Using interior point algorithms for the solution of linear programs with special structural features
Resumo:
Linear Programming (LP) is a powerful decision making tool extensively used in various economic and engineering activities. In the early stages the success of LP was mainly due to the efficiency of the simplex method. After the appearance of Karmarkar's paper, the focus of most research was shifted to the field of interior point methods. The present work is concerned with investigating and efficiently implementing the latest techniques in this field taking sparsity into account.

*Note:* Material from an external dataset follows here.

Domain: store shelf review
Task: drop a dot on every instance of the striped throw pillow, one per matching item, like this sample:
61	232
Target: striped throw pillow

The performance of these implementations on different classes of LP problems is reported here. The preconditional conjugate gradient method is one of the most powerful tools for the solution of the least square problem, present in every iteration of all interior point methods. The effect of using different preconditioners on a range of problems with various condition numbers is presented. Decomposition algorithms has been one of the main fields of research in linear programming over the last few years. After reviewing the latest decomposition techniques, three promising methods were chosen the implemented. Sparsity is again a consideration and suggestions have been included to allow improvements when solving problems with these methods. Finally, experimental results on randomly generated data are reported and compared with an interior point method. The efficient implementation of the decomposition methods considered in this study requires the solution of quadratic subproblems. A review of recent work on algorithms for convex quadratic was performed. The most promising algorithms are discussed and implemented taking sparsity into account. The related performance of these algorithms on randomly generated separable and non-separable problems is also reported.